Disagree. If this list was really trying to do what you say it did, it would include Buddy Holly, Chuck Berry, B.B. King, and at least one song by Ray Charles.

I respect some of the decisions on this list as it includes a lot of my favorite performers, but I probably would many of them in different spots.

meh
September 21, 2012 at 3:39 pm

you can’t be telling me “get ur freak on” by missy elliot is a better song than paranoid android.

obvious
September 24, 2012 at 4:50 pm

Here’s a fun fact: music is subjective.

Paul
September 21, 2012 at 2:35 pm

“Man In The Mirror” is not even the best song on Bad, never mind the #4 song of all time.

dilondas
February 6, 2013 at 5:12 am

actual yes it is, the words used and the music behind it are perfect, and yeah it is the best song on the album you clearly dont know much about music and the meaning and understand of why songs are writen, im my oppinion it is one of the best songs ever writen, micheal jackson was the best singer on the planet cause im sure none of us know anybody that can sing to his ability.

brian
April 12, 2013 at 5:38 pm

Are you kidding me? U2 doesnt have a song in your top 50…was having I was having a BEAUTIFUL DAY until i read this mentally ill list!

Eric Nelson
September 21, 2012 at 11:50 am

Very entertaining readying the list but these things are truly impossible…no bohemian rhapsody, freebird, layla, anything off of abbey road or ok computer….No tupac…some great surprises though be my little babys what a great song that i forgot about.

Naysayerrrrr
September 21, 2012 at 10:52 am

Haha… what a cute shitty list.

Tongus
September 21, 2012 at 10:16 am

The 1 radiohead song on list is Idioteque? Ehh, not their best. This list is just kinda meh

Lee Harvey
September 21, 2012 at 3:00 am

Kudos for trying, but lists like this are just about impossible.
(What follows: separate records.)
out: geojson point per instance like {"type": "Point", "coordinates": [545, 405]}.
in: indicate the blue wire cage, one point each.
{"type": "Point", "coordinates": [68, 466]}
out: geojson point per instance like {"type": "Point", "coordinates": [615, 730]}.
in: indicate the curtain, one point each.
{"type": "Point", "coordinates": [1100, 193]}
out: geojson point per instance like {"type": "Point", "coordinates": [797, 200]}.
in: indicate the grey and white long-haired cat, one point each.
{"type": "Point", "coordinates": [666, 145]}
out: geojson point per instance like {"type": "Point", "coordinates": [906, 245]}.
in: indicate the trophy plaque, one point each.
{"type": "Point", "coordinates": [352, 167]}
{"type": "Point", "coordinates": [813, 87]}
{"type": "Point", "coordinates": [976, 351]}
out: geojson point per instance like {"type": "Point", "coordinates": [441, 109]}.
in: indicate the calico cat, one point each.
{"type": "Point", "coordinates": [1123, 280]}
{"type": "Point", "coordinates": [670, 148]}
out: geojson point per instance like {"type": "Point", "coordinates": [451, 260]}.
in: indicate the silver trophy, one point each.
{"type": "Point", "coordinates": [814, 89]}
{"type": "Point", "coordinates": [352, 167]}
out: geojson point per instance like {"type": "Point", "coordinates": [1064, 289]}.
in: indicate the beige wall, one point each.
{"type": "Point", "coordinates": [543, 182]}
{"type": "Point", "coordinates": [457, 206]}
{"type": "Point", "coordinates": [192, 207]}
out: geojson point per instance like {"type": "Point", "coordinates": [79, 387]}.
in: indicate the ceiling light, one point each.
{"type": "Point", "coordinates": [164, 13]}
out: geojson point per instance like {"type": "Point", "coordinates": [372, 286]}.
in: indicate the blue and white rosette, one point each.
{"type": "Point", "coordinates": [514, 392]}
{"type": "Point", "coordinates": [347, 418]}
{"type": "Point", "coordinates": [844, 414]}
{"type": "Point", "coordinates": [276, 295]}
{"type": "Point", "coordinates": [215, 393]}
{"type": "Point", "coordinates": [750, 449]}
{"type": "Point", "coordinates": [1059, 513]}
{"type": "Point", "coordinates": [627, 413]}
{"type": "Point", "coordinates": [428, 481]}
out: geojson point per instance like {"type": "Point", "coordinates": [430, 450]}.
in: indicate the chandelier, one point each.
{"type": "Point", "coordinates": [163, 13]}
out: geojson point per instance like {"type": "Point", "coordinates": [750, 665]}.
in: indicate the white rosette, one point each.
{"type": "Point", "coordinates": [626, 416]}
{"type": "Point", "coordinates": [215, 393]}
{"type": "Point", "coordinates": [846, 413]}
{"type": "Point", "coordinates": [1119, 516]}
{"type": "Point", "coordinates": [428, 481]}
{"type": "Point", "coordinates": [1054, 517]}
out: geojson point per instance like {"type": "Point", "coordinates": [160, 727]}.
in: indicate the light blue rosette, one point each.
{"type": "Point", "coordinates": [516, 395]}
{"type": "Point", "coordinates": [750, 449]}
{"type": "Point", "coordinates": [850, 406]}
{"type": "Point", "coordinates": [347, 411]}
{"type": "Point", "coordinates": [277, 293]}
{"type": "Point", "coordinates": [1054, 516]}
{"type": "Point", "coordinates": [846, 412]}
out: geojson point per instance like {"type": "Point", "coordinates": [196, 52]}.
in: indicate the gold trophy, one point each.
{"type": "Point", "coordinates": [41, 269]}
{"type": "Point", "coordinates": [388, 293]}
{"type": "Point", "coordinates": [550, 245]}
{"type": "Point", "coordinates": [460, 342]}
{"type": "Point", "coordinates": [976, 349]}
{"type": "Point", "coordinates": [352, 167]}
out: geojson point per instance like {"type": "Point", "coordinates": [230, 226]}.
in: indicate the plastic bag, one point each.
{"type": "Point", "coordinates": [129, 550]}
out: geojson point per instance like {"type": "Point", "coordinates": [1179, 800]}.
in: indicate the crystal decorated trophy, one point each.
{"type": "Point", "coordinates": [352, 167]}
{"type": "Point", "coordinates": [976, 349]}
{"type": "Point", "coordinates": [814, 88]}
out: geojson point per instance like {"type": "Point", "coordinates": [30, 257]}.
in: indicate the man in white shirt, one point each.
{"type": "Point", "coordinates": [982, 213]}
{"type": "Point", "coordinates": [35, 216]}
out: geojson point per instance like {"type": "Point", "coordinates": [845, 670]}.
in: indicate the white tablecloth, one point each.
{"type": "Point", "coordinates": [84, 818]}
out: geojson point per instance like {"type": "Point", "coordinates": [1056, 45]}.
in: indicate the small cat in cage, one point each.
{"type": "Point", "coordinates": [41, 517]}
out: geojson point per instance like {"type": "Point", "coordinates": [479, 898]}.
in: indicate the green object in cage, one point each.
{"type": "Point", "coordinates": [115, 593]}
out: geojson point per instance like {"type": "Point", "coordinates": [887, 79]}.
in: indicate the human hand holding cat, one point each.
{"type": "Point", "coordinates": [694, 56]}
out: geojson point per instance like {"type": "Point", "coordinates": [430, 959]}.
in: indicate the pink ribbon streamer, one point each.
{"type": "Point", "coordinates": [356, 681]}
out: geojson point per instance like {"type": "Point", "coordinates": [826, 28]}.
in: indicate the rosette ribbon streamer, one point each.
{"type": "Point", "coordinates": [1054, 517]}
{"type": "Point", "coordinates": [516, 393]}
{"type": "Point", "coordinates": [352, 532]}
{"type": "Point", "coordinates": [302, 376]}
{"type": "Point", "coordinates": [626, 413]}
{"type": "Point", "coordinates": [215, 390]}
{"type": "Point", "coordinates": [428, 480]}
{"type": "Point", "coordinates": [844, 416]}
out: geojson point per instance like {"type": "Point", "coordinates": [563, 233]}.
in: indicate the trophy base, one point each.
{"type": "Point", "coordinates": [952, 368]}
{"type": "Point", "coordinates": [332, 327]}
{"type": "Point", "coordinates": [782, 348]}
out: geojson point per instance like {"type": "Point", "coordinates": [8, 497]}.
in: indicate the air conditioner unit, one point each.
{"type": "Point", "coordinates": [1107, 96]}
Some of these choices are highly suspect. Others are jaw-droppingly ridiculous. And many are inspired. In the end, this is unsatisfying, though.

eb
September 25, 2012 at 4:53 pm

They get a fucking F for this miserable failure of a list.

Michael
September 21, 2012 at 2:47 am

Beautiful list…narrowing it to 100 creates an inevitable and endless list of “what about this song…” reminders (I mean, only 2 Beatles songs, seriously?), but the fact that this isn’t just a greatest hits compilation of all the usual renowned songs in pop history makes it a refreshing and exciting read. The commentary for each listing amped up my respect for and desire to seek out each song yet again. And on a personal note, hell yeah to the top-10 ranking of “Sister Ray”. An epic for all time

eb
September 25, 2012 at 4:50 pm

These selections are pretty much garbage though and are ordered in a “god know’s why” fashion.

Andy Johnson
September 21, 2012 at 2:18 am

WHERE
IS
R
KELLY

DiarrheaOfTheMind
September 25, 2012 at 7:28 pm

Probably pissing on someone somewhere

John Bowler
September 21, 2012 at 2:03 am

A startoff parragraph on SMILE and not one mention of Pet Sounds? Am I missing something here?

RZA
September 21, 2012 at 5:49 pm

um… #1…

John Bowler
September 23, 2012 at 2:01 pm

Did you even read the review of “God Only Knows”?

I am not Chico Maki
September 22, 2012 at 1:16 pm

It was edited out in favor of the Thundercats reference.

Cochese
September 21, 2012 at 1:36 am

hardly any metal, 1 jazz song, no tupac, country or classical

Andy Johnson
September 21, 2012 at 2:19 am

maybe that’s because there are so few good metal singles that have stood the test of time? lack of country and disgraced R&B singers is a legit oversight though

Cochese
September 21, 2012 at 3:14 am

this isn’t necessarily a singles list and there’s tons of metal that has stood the test of time besides Metallica and Sabbath. this is better than most lists though but a lot of these modern rock and rap songs could easily be traded out.